Postmodern Arcade Dream Games -or- The Who's Pinball Wizard
Play, Games and Dream Vision -or- Homo Ludens in Postmodernism
Anyone observing children can quickly see that one of their most important motivations is the desire to play. "Homo Ludens" (Man the Player) by Johann Huizinga stands as theoretical, conceptual, and historical monument of the pervasive aspects of play found in everyday life and culture. Play psychologically drives most of our thoughts, feelings, behaviours and dreams. Play like dreaming has been built into our genetic evolution, while what we call games are for the most part cultural productions. Play and games have been universal cultural phenomena. Today we live in an age where the distinctions between reality, play fantasy and dream have become blurred, this psychological age has been called "postmodernism".
As a child and adolescent, I often played at arcades, where I enjoyed playing "pinball". For those who like popular music The Who's "Pinball Wizard" (watch music video) fits the sentiment of playing pinball.

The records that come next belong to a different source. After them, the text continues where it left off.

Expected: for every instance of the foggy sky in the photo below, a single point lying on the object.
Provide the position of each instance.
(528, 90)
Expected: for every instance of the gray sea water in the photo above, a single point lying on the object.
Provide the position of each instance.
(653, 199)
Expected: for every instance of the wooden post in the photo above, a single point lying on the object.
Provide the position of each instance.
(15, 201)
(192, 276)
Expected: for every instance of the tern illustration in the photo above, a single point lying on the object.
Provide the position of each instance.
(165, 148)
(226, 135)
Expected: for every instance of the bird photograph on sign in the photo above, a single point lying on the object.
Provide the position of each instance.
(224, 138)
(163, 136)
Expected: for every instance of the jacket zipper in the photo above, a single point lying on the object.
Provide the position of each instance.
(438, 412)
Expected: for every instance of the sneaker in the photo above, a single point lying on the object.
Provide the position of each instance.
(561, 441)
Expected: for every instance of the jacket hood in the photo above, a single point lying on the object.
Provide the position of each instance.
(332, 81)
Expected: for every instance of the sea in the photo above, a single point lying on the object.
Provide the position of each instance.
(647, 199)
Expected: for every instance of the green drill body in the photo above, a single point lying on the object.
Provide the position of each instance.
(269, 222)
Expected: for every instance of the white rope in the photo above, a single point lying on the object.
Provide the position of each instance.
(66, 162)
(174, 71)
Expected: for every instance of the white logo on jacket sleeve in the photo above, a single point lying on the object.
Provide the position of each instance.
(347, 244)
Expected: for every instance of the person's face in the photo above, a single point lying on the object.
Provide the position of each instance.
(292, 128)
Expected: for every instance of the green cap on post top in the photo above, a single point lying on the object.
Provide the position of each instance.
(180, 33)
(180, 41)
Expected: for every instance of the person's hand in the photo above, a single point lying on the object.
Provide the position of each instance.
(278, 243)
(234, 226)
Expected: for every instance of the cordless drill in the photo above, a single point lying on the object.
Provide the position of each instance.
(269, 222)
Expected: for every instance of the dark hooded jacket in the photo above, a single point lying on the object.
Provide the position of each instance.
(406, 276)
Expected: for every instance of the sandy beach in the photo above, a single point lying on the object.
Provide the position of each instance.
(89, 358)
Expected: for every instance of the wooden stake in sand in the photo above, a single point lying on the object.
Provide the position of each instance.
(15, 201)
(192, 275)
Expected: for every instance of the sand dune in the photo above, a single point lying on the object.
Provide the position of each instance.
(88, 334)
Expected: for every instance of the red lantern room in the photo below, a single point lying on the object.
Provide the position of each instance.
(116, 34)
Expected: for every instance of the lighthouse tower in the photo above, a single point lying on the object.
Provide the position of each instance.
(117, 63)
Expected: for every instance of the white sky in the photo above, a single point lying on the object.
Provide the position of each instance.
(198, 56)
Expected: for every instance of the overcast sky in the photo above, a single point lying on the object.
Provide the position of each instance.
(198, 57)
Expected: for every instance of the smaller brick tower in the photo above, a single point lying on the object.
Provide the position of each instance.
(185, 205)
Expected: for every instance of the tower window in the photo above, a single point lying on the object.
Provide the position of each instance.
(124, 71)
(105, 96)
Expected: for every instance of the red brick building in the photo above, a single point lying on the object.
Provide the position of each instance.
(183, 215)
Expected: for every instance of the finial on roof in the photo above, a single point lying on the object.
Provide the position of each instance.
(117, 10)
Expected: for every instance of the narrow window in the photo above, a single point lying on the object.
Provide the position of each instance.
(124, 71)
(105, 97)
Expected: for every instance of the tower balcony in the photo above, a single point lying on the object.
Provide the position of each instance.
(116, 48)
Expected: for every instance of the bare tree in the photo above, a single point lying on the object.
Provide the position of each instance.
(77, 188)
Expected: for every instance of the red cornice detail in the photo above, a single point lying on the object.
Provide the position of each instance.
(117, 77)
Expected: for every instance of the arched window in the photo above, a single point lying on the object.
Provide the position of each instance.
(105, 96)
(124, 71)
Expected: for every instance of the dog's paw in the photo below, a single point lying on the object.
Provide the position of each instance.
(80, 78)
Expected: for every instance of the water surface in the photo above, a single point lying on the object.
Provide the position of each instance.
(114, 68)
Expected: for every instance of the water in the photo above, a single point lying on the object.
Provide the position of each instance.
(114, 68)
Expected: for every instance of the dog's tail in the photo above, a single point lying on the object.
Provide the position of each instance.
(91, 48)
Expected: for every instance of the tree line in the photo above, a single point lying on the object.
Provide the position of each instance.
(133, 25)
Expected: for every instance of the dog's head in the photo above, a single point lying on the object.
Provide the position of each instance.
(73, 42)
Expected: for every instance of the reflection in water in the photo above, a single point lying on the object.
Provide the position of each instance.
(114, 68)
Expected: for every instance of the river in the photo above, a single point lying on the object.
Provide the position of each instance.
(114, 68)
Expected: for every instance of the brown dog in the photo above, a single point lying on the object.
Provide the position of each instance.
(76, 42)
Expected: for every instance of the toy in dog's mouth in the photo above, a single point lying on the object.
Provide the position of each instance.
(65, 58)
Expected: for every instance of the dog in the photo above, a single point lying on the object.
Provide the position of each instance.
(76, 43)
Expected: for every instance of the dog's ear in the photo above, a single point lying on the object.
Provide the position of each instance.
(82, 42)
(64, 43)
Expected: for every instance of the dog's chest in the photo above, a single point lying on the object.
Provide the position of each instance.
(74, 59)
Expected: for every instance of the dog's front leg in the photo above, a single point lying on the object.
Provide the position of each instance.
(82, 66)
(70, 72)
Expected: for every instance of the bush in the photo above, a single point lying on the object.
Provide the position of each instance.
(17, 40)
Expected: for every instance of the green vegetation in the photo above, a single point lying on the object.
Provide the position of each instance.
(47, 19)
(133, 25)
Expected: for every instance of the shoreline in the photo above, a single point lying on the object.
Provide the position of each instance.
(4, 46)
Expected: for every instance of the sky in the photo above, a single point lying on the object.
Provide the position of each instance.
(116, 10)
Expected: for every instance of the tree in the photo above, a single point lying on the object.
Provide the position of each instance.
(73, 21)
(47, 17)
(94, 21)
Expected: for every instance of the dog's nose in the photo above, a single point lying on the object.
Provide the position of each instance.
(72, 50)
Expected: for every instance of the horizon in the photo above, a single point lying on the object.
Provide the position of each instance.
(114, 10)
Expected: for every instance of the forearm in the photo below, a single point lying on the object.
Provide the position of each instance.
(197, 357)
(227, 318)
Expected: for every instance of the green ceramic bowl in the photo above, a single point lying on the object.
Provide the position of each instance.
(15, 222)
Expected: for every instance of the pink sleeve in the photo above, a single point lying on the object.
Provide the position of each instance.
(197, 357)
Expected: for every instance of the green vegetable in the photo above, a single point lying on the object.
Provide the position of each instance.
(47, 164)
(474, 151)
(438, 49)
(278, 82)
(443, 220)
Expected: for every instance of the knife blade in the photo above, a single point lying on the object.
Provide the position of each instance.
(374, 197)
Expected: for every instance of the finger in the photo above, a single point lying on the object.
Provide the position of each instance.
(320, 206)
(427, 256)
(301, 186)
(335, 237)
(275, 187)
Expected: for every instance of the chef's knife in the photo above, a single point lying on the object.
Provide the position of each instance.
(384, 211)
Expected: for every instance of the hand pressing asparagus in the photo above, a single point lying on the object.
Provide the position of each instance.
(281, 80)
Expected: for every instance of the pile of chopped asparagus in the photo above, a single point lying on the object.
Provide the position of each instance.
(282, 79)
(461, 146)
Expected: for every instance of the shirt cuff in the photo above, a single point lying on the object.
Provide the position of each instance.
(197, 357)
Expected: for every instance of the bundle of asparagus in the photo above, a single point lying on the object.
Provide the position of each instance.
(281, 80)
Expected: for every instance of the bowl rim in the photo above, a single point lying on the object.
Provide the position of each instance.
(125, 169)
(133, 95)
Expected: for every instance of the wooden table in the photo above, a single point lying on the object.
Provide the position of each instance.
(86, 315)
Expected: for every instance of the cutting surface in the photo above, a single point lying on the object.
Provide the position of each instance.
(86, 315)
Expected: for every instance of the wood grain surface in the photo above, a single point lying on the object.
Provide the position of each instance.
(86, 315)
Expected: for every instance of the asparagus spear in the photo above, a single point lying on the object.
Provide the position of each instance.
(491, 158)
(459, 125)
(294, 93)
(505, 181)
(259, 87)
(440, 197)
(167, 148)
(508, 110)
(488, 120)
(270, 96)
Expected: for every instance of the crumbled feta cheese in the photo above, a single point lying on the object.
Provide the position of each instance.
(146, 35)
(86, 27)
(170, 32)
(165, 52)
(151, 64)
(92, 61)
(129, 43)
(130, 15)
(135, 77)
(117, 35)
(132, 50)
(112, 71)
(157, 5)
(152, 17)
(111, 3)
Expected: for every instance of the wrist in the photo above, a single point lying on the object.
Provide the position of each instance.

Below is a dream that speaks about being at the arcade.
Here is a dream;
Vivian, 21
I dreamed I'm in a strange town with some familiar persons (don't exactly remember who are they) with me. We keep on hiding from house to house (the place is so dark) because zombies are chasing us until we gone out of the house and then all of the zombies follow us until we reached a building with arcade machines. It suddenly came to my mind that we have to decode something in the arcade machine to stop the zombies from chasing us, and we did, I actually did. Then we just stayed in the arcade building and played like nothing has happened.
Zombieland -or- Playing, Defamiliarization and the Arcade Influencing Machine
You find yourself with familiar people, yet in a strange town, one that is clearly infested with zombie's. Via the artistic concept of "defamiliarization", (what you call "strange") in the theatre of your "mind's eye", you can let your arcade zombie fantasy go wild. Said differently, the arcade machine interfaces with your mind's eye to allow you to imagine a zombie phantasmagoria.
Once your "dreaming mind" realizes in the dream, that the arcade machine is an "influencing machine", you have gained control over your mind's eye. By programming the narrative "codes" of your imagination, your dreaming mind takes control over its own "virtual" zombie productions. Then things go back to normal, as if "nothing had happened". It's like the "holodecks" (simulated reality of the dream) of Star Trek fame (or the training programs of "The Matrix"), all you have do, is code in "end ‘zombie' program".
From a popular film perspective, the Hollywood dream factory film "Zombieland" perfectly fits the description of your willing "suspension of disbelief" arcade machine fantasy and dream. In some ways your dream is similar to "Queen of My Postmodern Domain", where the cognitive difference between the dreaming world and the waking world are clearly demarcated and understood. However, for many who live in the Western postmodern world of the culture industry's "influencing machine", the psychological boundary between waking and dreaming have become blurred and the horror film like infused thoughts about life has lead to a nightmaric variety of mental health problems and pervasive Angst.